Modifications of Midfacial Soft-Tissue Thickness Among Different Skeletal Classes in Italian Children
Daniele Gibelli1, *, Matteo Zago1, 2, Annalisa Cappella1, Claudia Dolci1, Chiarella Sforza1
Identifiers and Pagination:Year: 2018
First Page: 1
Last Page: 8
Publisher Id: TOMIJ-10-1
Article History:Received Date: 1/4/2018
Revision Received Date: 17/9/2018
Acceptance Date: 24/9/2018
Electronic publication date: 17/10/2018
Collection year: 2018
open-access license: This is an open access article distributed under the terms of the Creative Commons Attribution 4.0 International Public License (CC-BY 4.0), a copy of which is available at: (https://creativecommons.org/licenses/by/4.0/legalcode). This license permits unrestricted use, distribution, and reproduction in any medium, provided the original author and source are credited.

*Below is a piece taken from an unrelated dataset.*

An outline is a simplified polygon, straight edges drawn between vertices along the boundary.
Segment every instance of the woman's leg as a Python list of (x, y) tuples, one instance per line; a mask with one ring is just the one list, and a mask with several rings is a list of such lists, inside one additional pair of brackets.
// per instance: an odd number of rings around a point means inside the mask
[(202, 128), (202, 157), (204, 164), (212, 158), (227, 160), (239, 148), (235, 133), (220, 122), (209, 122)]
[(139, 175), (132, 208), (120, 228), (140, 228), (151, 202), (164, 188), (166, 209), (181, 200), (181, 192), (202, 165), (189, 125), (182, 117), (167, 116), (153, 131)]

The anatomical assessment of the arrangement of facial soft tissues has important applications in different fields from orthodontics to plastic surgery. One of the issues concerns the relationship between facial soft tissue thickness and skeletal class. Literature mainly deals with adult populations, whereas very few studies have been focused on children.
This study aims at investigating the relationship between midline facial soft tissue thickness and skeletal classes in Italian pre-treatment orthodontic child patients.
Lateral cephalometric X-ray films were obtained from 220 healthy Caucasoid children (91 males and 129 females), aged between 6 and 18 years (Class I: 41 males and 70 females; Class II: 18 males and 25 females; Class III: 32 males and 34 females). All the films were digitized and 14 soft tissue thicknesses were measured on the midface; in addition, the skeletal class was assessed according to the corrected ANB angle (ANBc). Differences in facial soft tissue thickness according to sex and skeletal class were assessed through two-way ANOVA test (p<0.01).
Statistically significant differences according to sex were found for labrale superius, stomion and labrale inferius, with thicker soft tissues in males than in females (p<0.01). Only measurements at labrale superius and gnathion showed statistically significant differences according to skeletal class, with thicker soft tissues in Class III children and thinner ones in Class II children (p<0.01).
The limited number of investigations, as well as the differences in protocols, renders the comparison of results from different studies difficult, suggesting further investigations to enlighten this complex and debated anatomical issue.